Furthermore, with regard to the disclosure of proprietary information, the trial court's order lacks the specificity mandated by OCGA § 9-11-65(d). The order states that Pregler and her company "are enjoined from using, reproducing, distributing, disclosing or otherwise disseminating [C&Z's] trade secrets and proprietary information." "This provision lacks sufficient detail to fully apprise [Pregler] of which materials may not be used or disclosed and, therefore, fails to comply with OCGA § 9-11-65(d)." Sanford v. RDA Consultants.[6]
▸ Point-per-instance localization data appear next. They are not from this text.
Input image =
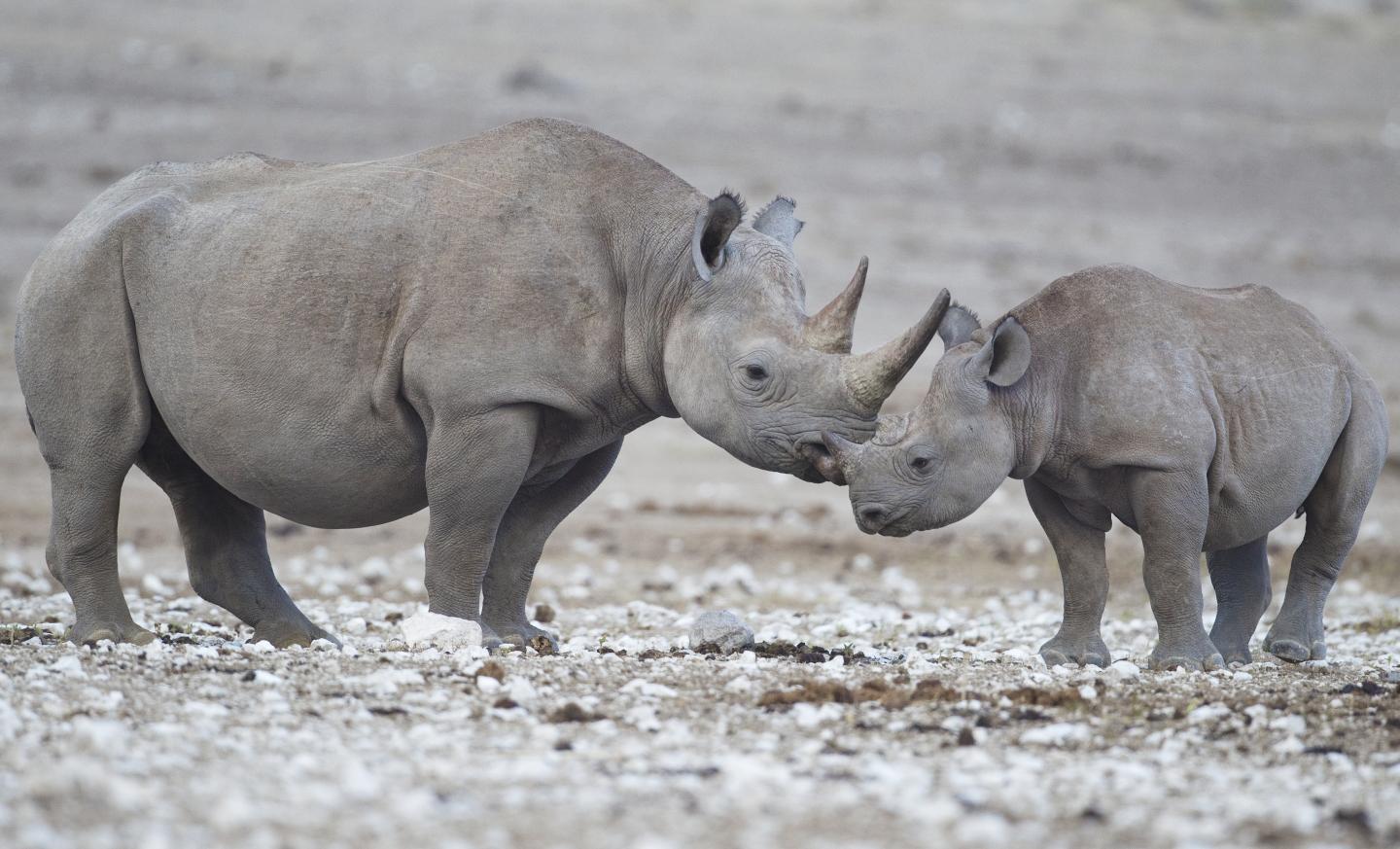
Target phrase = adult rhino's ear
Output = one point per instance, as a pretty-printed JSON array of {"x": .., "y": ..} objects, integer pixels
[
  {"x": 776, "y": 220},
  {"x": 958, "y": 325},
  {"x": 715, "y": 225},
  {"x": 1005, "y": 356}
]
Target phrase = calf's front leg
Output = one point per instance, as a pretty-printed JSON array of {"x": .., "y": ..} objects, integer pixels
[
  {"x": 1085, "y": 576},
  {"x": 474, "y": 468},
  {"x": 1172, "y": 511}
]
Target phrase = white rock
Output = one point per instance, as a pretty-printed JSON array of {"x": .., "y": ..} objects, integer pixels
[
  {"x": 1208, "y": 713},
  {"x": 1057, "y": 734},
  {"x": 9, "y": 722},
  {"x": 521, "y": 690},
  {"x": 444, "y": 632},
  {"x": 721, "y": 628},
  {"x": 69, "y": 664},
  {"x": 1289, "y": 725},
  {"x": 1125, "y": 670},
  {"x": 648, "y": 689}
]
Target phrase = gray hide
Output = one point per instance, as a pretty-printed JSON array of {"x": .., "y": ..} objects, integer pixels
[
  {"x": 472, "y": 330},
  {"x": 1199, "y": 418}
]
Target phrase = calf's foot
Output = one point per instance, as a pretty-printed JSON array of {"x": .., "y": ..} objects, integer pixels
[
  {"x": 1295, "y": 641},
  {"x": 1234, "y": 651},
  {"x": 1066, "y": 649},
  {"x": 290, "y": 632},
  {"x": 1186, "y": 652},
  {"x": 88, "y": 633},
  {"x": 519, "y": 632}
]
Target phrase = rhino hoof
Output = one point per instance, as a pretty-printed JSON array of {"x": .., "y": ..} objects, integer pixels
[
  {"x": 91, "y": 635},
  {"x": 292, "y": 633},
  {"x": 1294, "y": 651}
]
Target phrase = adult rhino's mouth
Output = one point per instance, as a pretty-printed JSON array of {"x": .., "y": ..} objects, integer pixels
[{"x": 823, "y": 465}]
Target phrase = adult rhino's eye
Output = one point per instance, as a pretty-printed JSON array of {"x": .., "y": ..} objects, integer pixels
[{"x": 922, "y": 461}]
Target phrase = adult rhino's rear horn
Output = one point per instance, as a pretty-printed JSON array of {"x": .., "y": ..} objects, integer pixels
[
  {"x": 871, "y": 377},
  {"x": 830, "y": 330}
]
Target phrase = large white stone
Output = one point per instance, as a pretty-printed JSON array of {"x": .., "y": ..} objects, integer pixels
[
  {"x": 722, "y": 629},
  {"x": 442, "y": 632}
]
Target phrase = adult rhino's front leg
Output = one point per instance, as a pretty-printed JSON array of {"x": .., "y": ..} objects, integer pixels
[
  {"x": 525, "y": 527},
  {"x": 1085, "y": 576},
  {"x": 474, "y": 468},
  {"x": 1172, "y": 512}
]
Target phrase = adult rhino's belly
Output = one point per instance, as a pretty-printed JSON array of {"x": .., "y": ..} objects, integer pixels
[
  {"x": 305, "y": 444},
  {"x": 298, "y": 467}
]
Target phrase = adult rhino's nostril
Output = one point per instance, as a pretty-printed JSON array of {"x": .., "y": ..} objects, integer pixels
[{"x": 872, "y": 517}]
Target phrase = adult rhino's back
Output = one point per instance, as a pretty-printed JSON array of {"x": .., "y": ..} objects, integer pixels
[{"x": 273, "y": 302}]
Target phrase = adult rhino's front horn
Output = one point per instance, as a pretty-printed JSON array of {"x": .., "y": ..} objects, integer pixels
[
  {"x": 830, "y": 330},
  {"x": 872, "y": 375}
]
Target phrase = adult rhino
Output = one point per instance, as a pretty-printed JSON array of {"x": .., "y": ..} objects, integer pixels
[{"x": 472, "y": 328}]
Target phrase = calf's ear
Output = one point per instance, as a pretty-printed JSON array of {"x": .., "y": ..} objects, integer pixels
[
  {"x": 1005, "y": 355},
  {"x": 715, "y": 225},
  {"x": 958, "y": 325}
]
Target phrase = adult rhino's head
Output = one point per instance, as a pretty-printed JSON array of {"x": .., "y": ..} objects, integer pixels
[
  {"x": 937, "y": 464},
  {"x": 748, "y": 369}
]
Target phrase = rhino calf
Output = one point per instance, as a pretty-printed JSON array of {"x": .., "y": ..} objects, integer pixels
[{"x": 1199, "y": 418}]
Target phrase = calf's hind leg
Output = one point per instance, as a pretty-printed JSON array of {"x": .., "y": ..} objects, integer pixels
[
  {"x": 1335, "y": 511},
  {"x": 1242, "y": 593},
  {"x": 226, "y": 546}
]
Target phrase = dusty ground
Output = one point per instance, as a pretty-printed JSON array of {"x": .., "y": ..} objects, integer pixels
[{"x": 960, "y": 145}]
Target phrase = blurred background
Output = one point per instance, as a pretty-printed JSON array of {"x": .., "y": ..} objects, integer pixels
[{"x": 989, "y": 147}]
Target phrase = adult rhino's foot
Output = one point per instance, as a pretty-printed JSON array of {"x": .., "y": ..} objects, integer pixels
[
  {"x": 1295, "y": 645},
  {"x": 1234, "y": 649},
  {"x": 524, "y": 635},
  {"x": 1068, "y": 649},
  {"x": 290, "y": 632},
  {"x": 1192, "y": 654},
  {"x": 89, "y": 633}
]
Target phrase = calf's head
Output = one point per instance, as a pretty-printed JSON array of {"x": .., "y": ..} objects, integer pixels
[
  {"x": 937, "y": 464},
  {"x": 751, "y": 371}
]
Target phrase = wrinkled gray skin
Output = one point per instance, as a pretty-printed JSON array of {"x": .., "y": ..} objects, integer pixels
[
  {"x": 472, "y": 330},
  {"x": 1199, "y": 418}
]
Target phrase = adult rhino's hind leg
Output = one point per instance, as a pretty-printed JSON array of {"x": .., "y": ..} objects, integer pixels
[
  {"x": 1242, "y": 593},
  {"x": 88, "y": 403},
  {"x": 226, "y": 546},
  {"x": 1335, "y": 509},
  {"x": 525, "y": 527}
]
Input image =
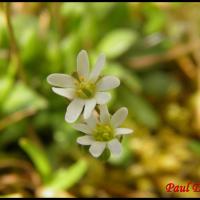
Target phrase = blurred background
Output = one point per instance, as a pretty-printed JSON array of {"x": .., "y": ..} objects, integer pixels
[{"x": 154, "y": 48}]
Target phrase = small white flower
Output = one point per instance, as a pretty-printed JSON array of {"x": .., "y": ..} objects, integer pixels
[
  {"x": 86, "y": 90},
  {"x": 103, "y": 132}
]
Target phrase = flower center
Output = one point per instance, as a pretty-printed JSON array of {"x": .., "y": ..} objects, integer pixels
[
  {"x": 103, "y": 132},
  {"x": 85, "y": 89}
]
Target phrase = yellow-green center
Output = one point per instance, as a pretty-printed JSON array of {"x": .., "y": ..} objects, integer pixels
[
  {"x": 103, "y": 132},
  {"x": 85, "y": 89}
]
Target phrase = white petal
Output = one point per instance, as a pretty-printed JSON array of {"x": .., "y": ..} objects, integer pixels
[
  {"x": 65, "y": 92},
  {"x": 104, "y": 114},
  {"x": 91, "y": 121},
  {"x": 83, "y": 64},
  {"x": 85, "y": 140},
  {"x": 61, "y": 80},
  {"x": 96, "y": 149},
  {"x": 102, "y": 97},
  {"x": 74, "y": 110},
  {"x": 83, "y": 128},
  {"x": 119, "y": 116},
  {"x": 89, "y": 107},
  {"x": 98, "y": 68},
  {"x": 123, "y": 131},
  {"x": 114, "y": 146},
  {"x": 107, "y": 83}
]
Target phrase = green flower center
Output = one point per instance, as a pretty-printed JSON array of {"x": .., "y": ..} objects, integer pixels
[
  {"x": 85, "y": 89},
  {"x": 103, "y": 132}
]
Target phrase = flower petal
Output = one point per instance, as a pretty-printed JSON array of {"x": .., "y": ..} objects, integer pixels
[
  {"x": 102, "y": 97},
  {"x": 89, "y": 107},
  {"x": 123, "y": 131},
  {"x": 98, "y": 67},
  {"x": 83, "y": 64},
  {"x": 96, "y": 149},
  {"x": 61, "y": 80},
  {"x": 104, "y": 114},
  {"x": 82, "y": 127},
  {"x": 107, "y": 83},
  {"x": 119, "y": 116},
  {"x": 91, "y": 121},
  {"x": 85, "y": 140},
  {"x": 65, "y": 92},
  {"x": 115, "y": 146},
  {"x": 74, "y": 110}
]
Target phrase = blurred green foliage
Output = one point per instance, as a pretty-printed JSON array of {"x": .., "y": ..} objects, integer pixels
[{"x": 141, "y": 41}]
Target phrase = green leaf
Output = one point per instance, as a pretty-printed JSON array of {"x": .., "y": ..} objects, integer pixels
[
  {"x": 66, "y": 178},
  {"x": 23, "y": 97},
  {"x": 129, "y": 78},
  {"x": 38, "y": 157},
  {"x": 139, "y": 108},
  {"x": 117, "y": 42}
]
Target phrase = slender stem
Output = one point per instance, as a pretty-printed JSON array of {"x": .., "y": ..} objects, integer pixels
[{"x": 15, "y": 54}]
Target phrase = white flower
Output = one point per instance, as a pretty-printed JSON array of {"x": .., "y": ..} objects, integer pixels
[
  {"x": 103, "y": 132},
  {"x": 86, "y": 90}
]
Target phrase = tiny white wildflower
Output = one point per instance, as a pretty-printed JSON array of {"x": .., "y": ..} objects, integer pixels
[
  {"x": 103, "y": 132},
  {"x": 86, "y": 90}
]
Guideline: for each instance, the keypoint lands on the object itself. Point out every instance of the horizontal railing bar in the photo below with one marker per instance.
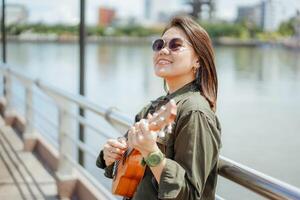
(245, 176)
(83, 121)
(256, 181)
(101, 188)
(82, 146)
(110, 114)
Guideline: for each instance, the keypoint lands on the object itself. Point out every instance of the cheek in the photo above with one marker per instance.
(154, 57)
(183, 62)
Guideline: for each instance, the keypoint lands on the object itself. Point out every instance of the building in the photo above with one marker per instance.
(106, 16)
(15, 14)
(263, 15)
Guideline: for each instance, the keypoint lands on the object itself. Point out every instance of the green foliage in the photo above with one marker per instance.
(225, 29)
(286, 28)
(41, 28)
(243, 30)
(135, 30)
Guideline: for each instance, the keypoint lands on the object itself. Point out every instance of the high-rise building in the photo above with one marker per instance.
(15, 14)
(148, 9)
(262, 15)
(106, 16)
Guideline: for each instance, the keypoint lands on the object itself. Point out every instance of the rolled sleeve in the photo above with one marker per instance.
(195, 155)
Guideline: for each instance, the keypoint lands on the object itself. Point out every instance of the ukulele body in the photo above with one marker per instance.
(128, 175)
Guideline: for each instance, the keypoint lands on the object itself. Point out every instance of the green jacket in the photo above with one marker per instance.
(192, 150)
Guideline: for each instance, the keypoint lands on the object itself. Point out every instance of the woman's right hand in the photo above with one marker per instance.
(113, 150)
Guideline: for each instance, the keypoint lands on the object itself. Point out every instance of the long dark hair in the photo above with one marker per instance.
(206, 75)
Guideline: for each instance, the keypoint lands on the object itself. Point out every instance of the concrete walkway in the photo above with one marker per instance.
(22, 175)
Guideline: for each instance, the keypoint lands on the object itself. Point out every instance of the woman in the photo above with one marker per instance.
(187, 168)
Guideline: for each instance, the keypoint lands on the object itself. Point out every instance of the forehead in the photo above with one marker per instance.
(174, 32)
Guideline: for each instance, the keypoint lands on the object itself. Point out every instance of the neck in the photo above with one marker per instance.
(175, 83)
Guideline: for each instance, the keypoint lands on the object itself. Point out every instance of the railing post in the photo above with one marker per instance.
(65, 177)
(29, 134)
(8, 89)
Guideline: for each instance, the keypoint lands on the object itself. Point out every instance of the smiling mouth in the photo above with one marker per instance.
(163, 62)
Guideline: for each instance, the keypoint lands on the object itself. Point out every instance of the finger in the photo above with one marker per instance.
(122, 140)
(115, 143)
(144, 126)
(130, 139)
(149, 116)
(114, 157)
(152, 135)
(117, 151)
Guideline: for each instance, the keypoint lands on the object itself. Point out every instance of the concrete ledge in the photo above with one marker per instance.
(77, 186)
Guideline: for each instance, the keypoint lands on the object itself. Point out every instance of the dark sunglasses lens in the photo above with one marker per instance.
(157, 45)
(175, 44)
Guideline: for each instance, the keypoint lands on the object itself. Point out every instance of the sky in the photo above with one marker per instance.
(67, 11)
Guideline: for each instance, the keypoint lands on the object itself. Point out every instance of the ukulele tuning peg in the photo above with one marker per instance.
(161, 133)
(169, 128)
(163, 108)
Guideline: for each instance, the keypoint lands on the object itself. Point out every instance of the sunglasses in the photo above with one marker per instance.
(174, 44)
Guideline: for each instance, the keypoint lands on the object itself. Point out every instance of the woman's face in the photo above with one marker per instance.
(170, 64)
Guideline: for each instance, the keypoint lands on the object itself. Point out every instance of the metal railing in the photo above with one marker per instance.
(249, 178)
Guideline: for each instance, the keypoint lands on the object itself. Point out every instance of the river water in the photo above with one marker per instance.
(258, 102)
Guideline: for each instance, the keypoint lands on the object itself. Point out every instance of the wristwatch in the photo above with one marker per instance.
(153, 159)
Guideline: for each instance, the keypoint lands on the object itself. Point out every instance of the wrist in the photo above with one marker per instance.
(153, 159)
(145, 153)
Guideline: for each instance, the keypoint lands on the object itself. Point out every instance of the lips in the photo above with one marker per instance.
(163, 61)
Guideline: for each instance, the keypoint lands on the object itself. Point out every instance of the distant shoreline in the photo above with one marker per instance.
(233, 42)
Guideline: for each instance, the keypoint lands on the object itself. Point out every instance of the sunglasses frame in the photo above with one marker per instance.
(167, 43)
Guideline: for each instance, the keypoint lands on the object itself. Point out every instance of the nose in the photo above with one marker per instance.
(164, 51)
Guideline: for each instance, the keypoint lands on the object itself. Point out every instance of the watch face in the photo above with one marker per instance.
(155, 159)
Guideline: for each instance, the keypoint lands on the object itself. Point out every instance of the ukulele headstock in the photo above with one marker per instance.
(164, 116)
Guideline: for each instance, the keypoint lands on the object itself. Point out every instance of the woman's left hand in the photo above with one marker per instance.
(142, 139)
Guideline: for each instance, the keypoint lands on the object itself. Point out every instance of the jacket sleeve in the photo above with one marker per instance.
(196, 150)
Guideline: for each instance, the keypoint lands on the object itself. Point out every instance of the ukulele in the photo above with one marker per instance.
(129, 171)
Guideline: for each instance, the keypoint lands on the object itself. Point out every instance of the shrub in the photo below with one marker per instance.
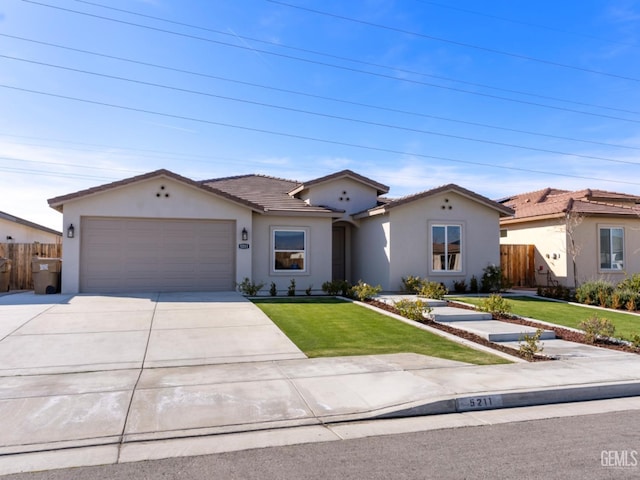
(493, 280)
(412, 309)
(336, 287)
(363, 291)
(433, 290)
(530, 345)
(630, 283)
(596, 328)
(459, 286)
(473, 284)
(412, 284)
(495, 304)
(597, 292)
(247, 287)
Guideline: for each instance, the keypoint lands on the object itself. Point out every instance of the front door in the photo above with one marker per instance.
(338, 254)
Accordingly, the trial court erred by granting C&Z's motion for an interlocutory injunction based on the improper nondisclosure language contained in the agreement.

Judgment reversed.

ELLINGTON and PHIPPS, JJ., concur.

NOTES

[1] Allen v. Hub Cap Heaven, 225 Ga.App. 533, 534, 484 S.E.2d 259 (1997).

[2] Nat. Settlement Assoc. v. Creel, 256 Ga. 329, 331(3), 349 S.E.2d 177 (1986).

[3] Dougherty, McKinnon &c. v. Greenwald, Denzik &c., 213 Ga.App. 891, 894(2)(b), 447 S.E.2d 94 (1994).

[4] Advance Technology Consultants v. RoadTrac, LLC, 250 Ga.App. 317, 320(2), 551 S.E.2d 735 (2001).

[5] U3S Corp. of America v. Parker, 202 Ga.App. 374, 378(2)(b), 414 S.E.2d 513 (1991).

[6] Sanford v. RDA Consultants, 244 Ga.App. 308, 312(3)(b), 535 S.E.2d 321 (2000).